#2

Post
by **Papapetros Vaggelis** » Fri Jul 07, 2017 2:26 pm

It's obvious that \(\displaystyle{d}\) is a metric.

**i.** Let \(\displaystyle{\epsilon>0}\). There exists \(\displaystyle{n_0\in\mathbb{N}}\) such

that \(\displaystyle{\dfrac{2}{n_0}<\epsilon}\). Then, for every \(\displaystyle{n\,,m\in\mathbb{N}}\)
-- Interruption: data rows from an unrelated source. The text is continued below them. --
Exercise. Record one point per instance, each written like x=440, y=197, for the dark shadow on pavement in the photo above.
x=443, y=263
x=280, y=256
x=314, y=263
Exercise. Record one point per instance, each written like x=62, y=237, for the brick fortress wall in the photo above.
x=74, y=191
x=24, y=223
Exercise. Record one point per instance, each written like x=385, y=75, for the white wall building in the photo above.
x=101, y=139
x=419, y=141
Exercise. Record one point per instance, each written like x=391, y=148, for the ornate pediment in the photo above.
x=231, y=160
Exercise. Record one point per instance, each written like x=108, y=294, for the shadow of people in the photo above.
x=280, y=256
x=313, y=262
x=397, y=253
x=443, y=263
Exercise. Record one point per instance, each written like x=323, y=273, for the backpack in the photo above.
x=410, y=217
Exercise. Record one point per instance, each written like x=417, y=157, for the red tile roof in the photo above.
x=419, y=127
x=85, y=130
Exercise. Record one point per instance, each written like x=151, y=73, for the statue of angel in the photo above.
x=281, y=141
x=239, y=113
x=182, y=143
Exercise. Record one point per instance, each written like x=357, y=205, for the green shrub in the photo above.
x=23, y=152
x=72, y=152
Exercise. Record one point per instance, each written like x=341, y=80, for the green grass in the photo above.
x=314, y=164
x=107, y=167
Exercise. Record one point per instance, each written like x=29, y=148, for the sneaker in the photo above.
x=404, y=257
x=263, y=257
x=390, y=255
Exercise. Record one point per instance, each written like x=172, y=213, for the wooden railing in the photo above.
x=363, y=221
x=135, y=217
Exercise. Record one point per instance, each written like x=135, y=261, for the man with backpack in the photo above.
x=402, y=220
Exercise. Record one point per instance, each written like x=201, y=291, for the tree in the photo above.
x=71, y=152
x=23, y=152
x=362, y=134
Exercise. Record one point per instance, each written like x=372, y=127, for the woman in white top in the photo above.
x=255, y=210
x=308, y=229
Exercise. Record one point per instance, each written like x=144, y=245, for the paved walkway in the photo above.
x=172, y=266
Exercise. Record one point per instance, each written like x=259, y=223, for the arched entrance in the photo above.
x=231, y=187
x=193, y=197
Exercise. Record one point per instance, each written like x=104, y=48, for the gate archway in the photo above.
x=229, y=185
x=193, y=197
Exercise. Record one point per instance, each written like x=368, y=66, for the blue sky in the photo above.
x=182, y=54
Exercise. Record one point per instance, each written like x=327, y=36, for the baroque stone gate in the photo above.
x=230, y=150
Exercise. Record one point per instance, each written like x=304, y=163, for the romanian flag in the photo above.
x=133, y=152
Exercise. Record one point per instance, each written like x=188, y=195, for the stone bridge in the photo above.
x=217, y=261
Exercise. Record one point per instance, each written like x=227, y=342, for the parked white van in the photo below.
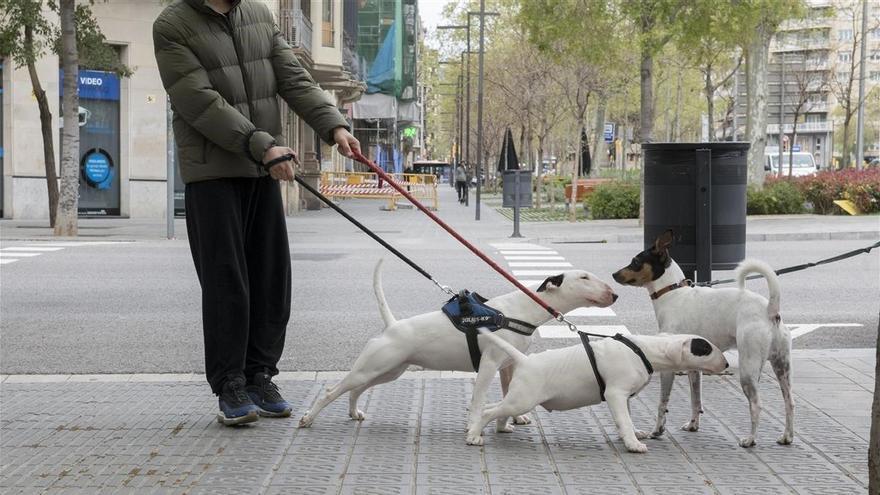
x=804, y=164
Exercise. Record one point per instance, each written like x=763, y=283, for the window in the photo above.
x=327, y=34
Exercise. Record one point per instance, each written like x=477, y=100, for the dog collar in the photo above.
x=684, y=283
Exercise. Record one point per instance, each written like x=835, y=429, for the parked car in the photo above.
x=804, y=164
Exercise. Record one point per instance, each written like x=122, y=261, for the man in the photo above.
x=461, y=182
x=223, y=63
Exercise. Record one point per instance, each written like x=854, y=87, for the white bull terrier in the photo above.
x=730, y=318
x=431, y=341
x=563, y=379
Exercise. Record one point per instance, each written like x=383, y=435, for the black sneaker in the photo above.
x=235, y=406
x=266, y=396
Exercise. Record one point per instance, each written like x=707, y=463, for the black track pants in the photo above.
x=238, y=238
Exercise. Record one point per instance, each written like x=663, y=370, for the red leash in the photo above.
x=381, y=173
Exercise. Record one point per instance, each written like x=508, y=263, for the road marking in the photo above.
x=534, y=258
x=562, y=331
x=536, y=273
x=32, y=248
x=591, y=312
x=801, y=329
x=538, y=264
x=516, y=247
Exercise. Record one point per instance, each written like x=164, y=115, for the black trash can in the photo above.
x=699, y=191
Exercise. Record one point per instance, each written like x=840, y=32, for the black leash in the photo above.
x=370, y=233
x=585, y=340
x=796, y=268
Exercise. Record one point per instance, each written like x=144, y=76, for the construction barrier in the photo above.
x=366, y=185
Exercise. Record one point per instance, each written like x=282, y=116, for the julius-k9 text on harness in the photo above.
x=468, y=312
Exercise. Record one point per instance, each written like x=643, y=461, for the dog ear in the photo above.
x=700, y=347
x=551, y=282
x=663, y=241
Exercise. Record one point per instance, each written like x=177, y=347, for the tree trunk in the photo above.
x=846, y=121
x=710, y=102
x=45, y=129
x=874, y=440
x=539, y=187
x=599, y=135
x=68, y=205
x=756, y=123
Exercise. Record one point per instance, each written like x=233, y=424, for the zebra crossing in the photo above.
x=14, y=254
x=531, y=264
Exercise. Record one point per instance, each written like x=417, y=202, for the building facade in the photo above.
x=814, y=68
x=123, y=129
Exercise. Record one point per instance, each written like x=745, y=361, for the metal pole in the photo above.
x=480, y=110
x=703, y=195
x=860, y=126
x=735, y=101
x=781, y=108
x=169, y=173
x=467, y=111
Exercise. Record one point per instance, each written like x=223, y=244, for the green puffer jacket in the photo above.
x=223, y=74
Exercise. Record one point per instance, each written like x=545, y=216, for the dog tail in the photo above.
x=387, y=316
x=505, y=346
x=754, y=266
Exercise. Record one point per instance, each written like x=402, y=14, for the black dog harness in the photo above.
x=468, y=312
x=585, y=339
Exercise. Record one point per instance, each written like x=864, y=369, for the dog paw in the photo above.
x=522, y=419
x=692, y=425
x=475, y=440
x=505, y=428
x=747, y=442
x=306, y=421
x=785, y=439
x=637, y=448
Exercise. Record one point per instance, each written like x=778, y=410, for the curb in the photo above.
x=812, y=354
x=794, y=236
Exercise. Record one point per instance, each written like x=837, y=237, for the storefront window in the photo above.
x=98, y=142
x=327, y=34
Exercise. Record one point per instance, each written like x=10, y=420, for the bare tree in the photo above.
x=846, y=75
x=809, y=81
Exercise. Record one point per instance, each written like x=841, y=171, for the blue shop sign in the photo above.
x=94, y=85
x=98, y=169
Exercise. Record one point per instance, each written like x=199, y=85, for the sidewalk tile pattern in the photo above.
x=149, y=437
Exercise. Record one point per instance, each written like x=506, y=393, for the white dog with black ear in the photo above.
x=563, y=379
x=431, y=341
x=730, y=318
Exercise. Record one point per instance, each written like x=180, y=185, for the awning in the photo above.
x=375, y=106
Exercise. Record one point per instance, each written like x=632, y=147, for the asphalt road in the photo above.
x=134, y=307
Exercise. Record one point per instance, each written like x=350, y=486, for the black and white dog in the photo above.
x=728, y=318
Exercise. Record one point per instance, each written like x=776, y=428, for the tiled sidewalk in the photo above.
x=161, y=437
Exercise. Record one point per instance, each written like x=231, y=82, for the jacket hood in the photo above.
x=203, y=6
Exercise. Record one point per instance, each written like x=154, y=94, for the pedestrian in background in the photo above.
x=461, y=182
x=223, y=63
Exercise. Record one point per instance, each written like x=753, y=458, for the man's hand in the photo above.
x=283, y=170
x=346, y=141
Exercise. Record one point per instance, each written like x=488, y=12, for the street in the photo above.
x=134, y=307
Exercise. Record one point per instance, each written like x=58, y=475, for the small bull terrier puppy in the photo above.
x=730, y=318
x=562, y=379
x=431, y=341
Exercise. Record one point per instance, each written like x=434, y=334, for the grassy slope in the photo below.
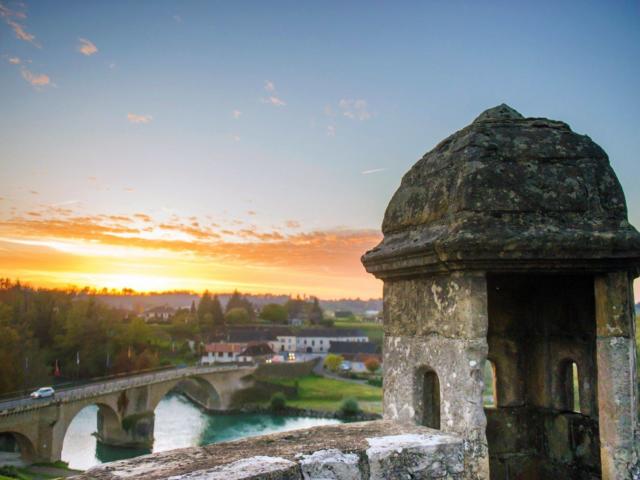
x=320, y=393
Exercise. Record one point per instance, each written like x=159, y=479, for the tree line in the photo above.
x=63, y=335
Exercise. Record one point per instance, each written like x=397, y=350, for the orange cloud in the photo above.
x=116, y=251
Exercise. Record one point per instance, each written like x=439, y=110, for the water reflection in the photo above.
x=178, y=424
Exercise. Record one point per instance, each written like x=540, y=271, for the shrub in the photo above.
x=349, y=407
x=278, y=401
x=372, y=365
x=375, y=382
x=332, y=362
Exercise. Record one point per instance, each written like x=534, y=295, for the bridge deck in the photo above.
x=81, y=392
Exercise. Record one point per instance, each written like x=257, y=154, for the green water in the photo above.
x=178, y=424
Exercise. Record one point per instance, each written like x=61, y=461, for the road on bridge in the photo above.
x=106, y=386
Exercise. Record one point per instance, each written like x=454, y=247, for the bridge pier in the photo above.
x=135, y=431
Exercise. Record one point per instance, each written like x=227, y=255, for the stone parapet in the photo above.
x=375, y=450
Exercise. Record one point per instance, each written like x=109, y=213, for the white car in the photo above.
x=43, y=392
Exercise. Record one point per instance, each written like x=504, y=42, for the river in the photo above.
x=178, y=424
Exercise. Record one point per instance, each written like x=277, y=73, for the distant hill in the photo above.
x=141, y=302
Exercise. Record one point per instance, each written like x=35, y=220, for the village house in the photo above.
x=158, y=314
x=222, y=352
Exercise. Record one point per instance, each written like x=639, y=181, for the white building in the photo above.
x=315, y=340
x=158, y=314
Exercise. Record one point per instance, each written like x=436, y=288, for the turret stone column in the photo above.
x=617, y=385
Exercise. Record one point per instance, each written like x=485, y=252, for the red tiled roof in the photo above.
x=225, y=347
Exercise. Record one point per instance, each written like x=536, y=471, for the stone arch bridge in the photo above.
x=125, y=407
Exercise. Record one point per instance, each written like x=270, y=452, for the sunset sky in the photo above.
x=254, y=145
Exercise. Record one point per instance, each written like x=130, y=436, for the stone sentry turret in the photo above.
x=509, y=242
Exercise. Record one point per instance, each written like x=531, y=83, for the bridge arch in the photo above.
x=86, y=433
x=19, y=443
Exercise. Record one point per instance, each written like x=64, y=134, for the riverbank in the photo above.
x=303, y=412
x=37, y=471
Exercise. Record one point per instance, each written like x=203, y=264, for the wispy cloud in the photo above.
x=314, y=252
x=292, y=224
x=272, y=98
x=36, y=80
x=136, y=118
x=355, y=109
x=275, y=101
x=373, y=170
x=9, y=16
x=87, y=47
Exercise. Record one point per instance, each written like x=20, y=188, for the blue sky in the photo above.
x=290, y=116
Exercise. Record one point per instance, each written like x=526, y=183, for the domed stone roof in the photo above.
x=508, y=193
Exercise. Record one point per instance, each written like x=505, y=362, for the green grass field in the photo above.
x=320, y=393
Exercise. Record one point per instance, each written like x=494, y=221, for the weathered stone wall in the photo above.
x=538, y=325
x=439, y=325
x=378, y=450
x=617, y=376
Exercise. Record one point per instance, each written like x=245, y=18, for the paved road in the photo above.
x=107, y=386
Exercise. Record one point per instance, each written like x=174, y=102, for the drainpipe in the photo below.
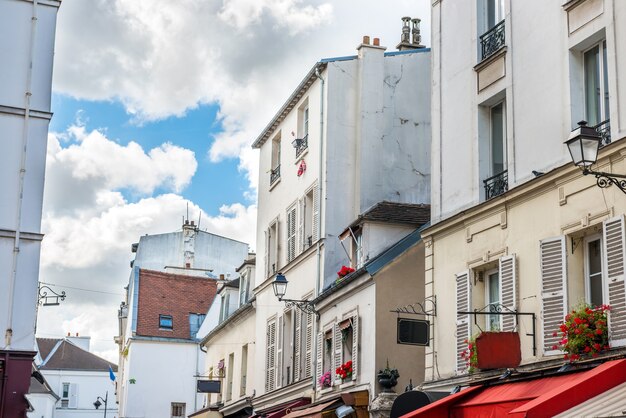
x=20, y=192
x=321, y=228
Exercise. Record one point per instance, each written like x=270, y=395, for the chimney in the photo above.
x=408, y=42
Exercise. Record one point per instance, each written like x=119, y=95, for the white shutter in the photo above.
x=316, y=214
x=319, y=367
x=270, y=357
x=279, y=352
x=614, y=261
x=73, y=396
x=308, y=346
x=355, y=345
x=297, y=345
x=463, y=325
x=508, y=294
x=301, y=214
x=337, y=348
x=553, y=290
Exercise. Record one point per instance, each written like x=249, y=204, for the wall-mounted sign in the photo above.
x=413, y=331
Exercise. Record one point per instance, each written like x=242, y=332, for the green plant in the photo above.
x=584, y=332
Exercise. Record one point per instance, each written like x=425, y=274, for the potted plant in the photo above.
x=388, y=377
x=584, y=332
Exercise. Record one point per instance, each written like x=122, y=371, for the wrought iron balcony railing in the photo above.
x=275, y=174
x=300, y=144
x=604, y=129
x=496, y=185
x=492, y=40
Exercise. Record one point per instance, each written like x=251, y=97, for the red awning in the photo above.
x=542, y=397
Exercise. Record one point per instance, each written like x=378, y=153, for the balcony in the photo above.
x=496, y=185
x=301, y=144
x=275, y=174
x=492, y=40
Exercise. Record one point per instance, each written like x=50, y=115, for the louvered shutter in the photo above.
x=337, y=348
x=73, y=396
x=316, y=214
x=508, y=294
x=355, y=345
x=270, y=357
x=319, y=354
x=308, y=346
x=553, y=290
x=279, y=352
x=301, y=214
x=614, y=262
x=297, y=343
x=463, y=328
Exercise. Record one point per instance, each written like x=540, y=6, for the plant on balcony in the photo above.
x=584, y=332
x=325, y=380
x=345, y=370
x=470, y=355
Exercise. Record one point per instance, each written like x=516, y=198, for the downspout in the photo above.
x=322, y=230
x=20, y=192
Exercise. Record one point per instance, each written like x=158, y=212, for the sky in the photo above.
x=156, y=104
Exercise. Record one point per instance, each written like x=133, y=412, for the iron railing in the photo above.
x=275, y=174
x=492, y=40
x=604, y=129
x=496, y=185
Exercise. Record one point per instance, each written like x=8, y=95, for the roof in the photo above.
x=399, y=213
x=67, y=356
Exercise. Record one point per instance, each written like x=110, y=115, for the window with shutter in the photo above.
x=614, y=260
x=508, y=284
x=463, y=329
x=553, y=290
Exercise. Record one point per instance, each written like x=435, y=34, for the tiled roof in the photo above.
x=398, y=213
x=67, y=356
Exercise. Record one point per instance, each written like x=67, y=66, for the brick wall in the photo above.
x=171, y=294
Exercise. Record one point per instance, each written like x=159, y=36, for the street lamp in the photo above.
x=583, y=145
x=98, y=404
x=280, y=288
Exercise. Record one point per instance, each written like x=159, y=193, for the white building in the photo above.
x=79, y=378
x=172, y=284
x=355, y=132
x=27, y=30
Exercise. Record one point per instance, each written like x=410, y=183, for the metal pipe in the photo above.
x=20, y=192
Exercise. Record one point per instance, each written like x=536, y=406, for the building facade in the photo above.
x=518, y=232
x=355, y=132
x=26, y=51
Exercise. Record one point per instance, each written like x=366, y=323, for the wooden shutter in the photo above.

such that \(\displaystyle{n\,,m\geq n_0}\) holds

\(\displaystyle{d(a_n,a_m)=\left|\dfrac{1}{n}-\dfrac{1}{m}\right|\leq \dfrac{1}{n}+\dfrac{1}{m}\leq \dfrac{1}{n_0}+\dfrac{1}{n_0}=\dfrac{2}{n_0}<\epsilon}\)

So, the sequence \(\displaystyle{\left(a_n=n\right)_{n\in\mathbb{N}}}\) is a Cauchy one.

**ii.** The answer is negative. If \(\displaystyle{b_n=\dfrac{1}{n}\,,n\in\mathbb{N}}\),

we observe that

\(\displaystyle{d(b_n,b_{n+1})=\left|n-(n+1)\right|=1\,,\forall\,n\in\mathbb{N}}\).

**iii.** Let \(\displaystyle{\left(a_{n}\right)_{n\in\mathbb{N}}}\) be a sequence of \(\displaystyle{\mathbb{R}^{+}}\).

Suppose that \(\displaystyle{a_{n}\stackrel{d}{\to} a>0}\), that is

\(\displaystyle{d(a_n,a)\to 0\iff \left|\dfrac{1}{a_n}-\dfrac{1}{a}\right|\to 0}\), which means that

\(\displaystyle{\dfrac{1}{a_n}\stackrel{|\cdot|}{\to}\dfrac{1}{a}\implies a_n\stackrel{|\cdot|}{\to}a}\)

Similarly,

if \(\displaystyle{a_n\stackrel{|\cdot|}{\to}a}\), then \(\displaystyle{a_n\stackrel{d}{\to}a}\).